I wish to point out, with regard to amendments Nos. 113 and 124, that the Bill applies to recognised schools only. It does not apply to schools that are not funded or recognised by the Minister for Education and Skills. Such a non-recognised school should not, therefore, be designated under this section. Accordingly, amendments proposing that these particular provisions of the Bill be confined to schools that are not aided by the Department, in other words, non-recognised schools, do not make sense in the context of a Bill that does not apply to non-recognised schools. I therefore do not accept the amendment.

Amendments Nos. 115 and 126 relate to a parental appeal, and it must be pointed out that the designation powers in the section are targeted at very specific situations. They are aimed at children who have no school place at all, including where their parents have tried and failed across many schools to secure a school place for their child. These provisions are not about ensuring parents in those circumstances get their preferred school or school of first choice.
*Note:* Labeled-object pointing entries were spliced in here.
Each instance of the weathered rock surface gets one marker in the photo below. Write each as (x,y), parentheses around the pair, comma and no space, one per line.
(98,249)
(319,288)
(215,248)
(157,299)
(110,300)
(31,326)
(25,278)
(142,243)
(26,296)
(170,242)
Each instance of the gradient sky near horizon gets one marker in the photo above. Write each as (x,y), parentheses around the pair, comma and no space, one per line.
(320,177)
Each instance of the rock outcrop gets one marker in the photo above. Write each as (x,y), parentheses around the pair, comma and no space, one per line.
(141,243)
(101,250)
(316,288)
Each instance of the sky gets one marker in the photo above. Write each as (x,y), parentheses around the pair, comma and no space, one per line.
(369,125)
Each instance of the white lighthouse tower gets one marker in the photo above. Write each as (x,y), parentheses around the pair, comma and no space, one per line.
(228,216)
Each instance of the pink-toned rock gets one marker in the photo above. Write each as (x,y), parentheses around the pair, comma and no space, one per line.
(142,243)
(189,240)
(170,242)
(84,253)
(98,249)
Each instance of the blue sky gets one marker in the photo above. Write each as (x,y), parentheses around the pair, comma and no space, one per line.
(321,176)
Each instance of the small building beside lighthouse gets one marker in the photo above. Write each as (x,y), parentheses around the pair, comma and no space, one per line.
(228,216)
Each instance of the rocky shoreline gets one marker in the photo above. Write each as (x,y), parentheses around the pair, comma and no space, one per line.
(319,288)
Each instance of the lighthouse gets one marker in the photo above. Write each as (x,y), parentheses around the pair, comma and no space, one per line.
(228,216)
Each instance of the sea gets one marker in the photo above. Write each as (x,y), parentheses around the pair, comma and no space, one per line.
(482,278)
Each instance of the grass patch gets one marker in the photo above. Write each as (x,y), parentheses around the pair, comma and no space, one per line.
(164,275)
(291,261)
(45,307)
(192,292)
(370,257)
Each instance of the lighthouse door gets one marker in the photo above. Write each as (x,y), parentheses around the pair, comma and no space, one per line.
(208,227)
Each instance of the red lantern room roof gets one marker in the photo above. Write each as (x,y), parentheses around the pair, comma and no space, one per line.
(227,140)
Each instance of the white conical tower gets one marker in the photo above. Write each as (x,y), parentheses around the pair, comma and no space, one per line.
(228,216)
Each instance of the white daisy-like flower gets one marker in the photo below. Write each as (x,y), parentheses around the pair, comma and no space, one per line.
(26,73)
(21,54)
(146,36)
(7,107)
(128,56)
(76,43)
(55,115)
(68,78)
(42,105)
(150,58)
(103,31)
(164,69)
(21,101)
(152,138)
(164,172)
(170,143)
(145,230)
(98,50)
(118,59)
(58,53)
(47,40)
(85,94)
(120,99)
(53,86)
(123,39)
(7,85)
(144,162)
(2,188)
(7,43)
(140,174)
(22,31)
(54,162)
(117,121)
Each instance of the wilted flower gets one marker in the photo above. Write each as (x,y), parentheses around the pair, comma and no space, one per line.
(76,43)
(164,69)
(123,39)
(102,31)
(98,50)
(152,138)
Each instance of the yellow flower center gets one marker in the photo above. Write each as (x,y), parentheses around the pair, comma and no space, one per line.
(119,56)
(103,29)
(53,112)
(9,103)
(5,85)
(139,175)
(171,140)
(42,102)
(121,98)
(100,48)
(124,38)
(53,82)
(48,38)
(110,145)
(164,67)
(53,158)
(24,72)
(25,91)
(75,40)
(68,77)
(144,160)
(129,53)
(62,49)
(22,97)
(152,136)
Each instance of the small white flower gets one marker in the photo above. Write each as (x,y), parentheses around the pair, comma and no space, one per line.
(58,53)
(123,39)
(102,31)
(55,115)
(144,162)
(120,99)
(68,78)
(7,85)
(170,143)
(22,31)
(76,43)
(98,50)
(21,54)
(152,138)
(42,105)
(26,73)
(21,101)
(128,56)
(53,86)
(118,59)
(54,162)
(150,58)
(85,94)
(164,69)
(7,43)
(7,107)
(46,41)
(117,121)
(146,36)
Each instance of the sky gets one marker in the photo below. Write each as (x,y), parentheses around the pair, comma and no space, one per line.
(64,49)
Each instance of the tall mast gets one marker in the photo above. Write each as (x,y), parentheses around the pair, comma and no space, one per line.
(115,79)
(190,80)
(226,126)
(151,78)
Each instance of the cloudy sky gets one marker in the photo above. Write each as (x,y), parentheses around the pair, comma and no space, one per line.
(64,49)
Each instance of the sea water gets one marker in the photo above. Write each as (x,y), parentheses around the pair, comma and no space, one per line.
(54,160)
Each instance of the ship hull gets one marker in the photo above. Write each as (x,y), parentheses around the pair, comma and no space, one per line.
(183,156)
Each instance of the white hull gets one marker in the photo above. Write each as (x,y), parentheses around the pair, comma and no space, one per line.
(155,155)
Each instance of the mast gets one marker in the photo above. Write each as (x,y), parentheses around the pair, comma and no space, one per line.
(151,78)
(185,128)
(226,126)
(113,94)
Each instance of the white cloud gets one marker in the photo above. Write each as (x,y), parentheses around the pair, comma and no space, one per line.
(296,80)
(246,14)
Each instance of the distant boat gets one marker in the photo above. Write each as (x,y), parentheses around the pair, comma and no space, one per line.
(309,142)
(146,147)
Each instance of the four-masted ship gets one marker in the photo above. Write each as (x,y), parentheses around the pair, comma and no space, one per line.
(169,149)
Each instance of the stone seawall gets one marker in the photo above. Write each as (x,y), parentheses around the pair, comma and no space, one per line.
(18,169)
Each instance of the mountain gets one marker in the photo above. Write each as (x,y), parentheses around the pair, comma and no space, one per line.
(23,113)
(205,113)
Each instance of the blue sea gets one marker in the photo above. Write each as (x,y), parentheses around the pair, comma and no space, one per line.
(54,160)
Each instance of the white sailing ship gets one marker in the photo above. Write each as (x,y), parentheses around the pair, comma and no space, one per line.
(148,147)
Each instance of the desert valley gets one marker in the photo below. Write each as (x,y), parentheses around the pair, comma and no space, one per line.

The provisions give the council or the agency, as applicable, a power of last resort which can be used after a child has been refused access to many schools. These provisions are not about creating new places in schools that are already full, nor are they about ensuring that the preferred school of choice is designated. Where a school is designated for a child, the school is required to admit that child. There is no corresponding compulsion on the parent to avail of the place in the designated school. The parent may yet decide to pursue other applications or appeals under section 29. It is, however, appropriate that there would be an appeal process for the designated school as the school is being compelled to admit the child. A school could be designated, even where it has already lawfully refused the child and an appeal decision under section 29 has upheld that decision. Therefore, it is reasonable that a school would have a final opportunity to appeal when such a significant interference in its affairs is in question. It should be noted that an appeal will only be upheld where the appeals committee is satisfied that the agency or council, as applicable, has not complied with the requirements of this section or where the school has established that the decision of the agency or council is unreasonable.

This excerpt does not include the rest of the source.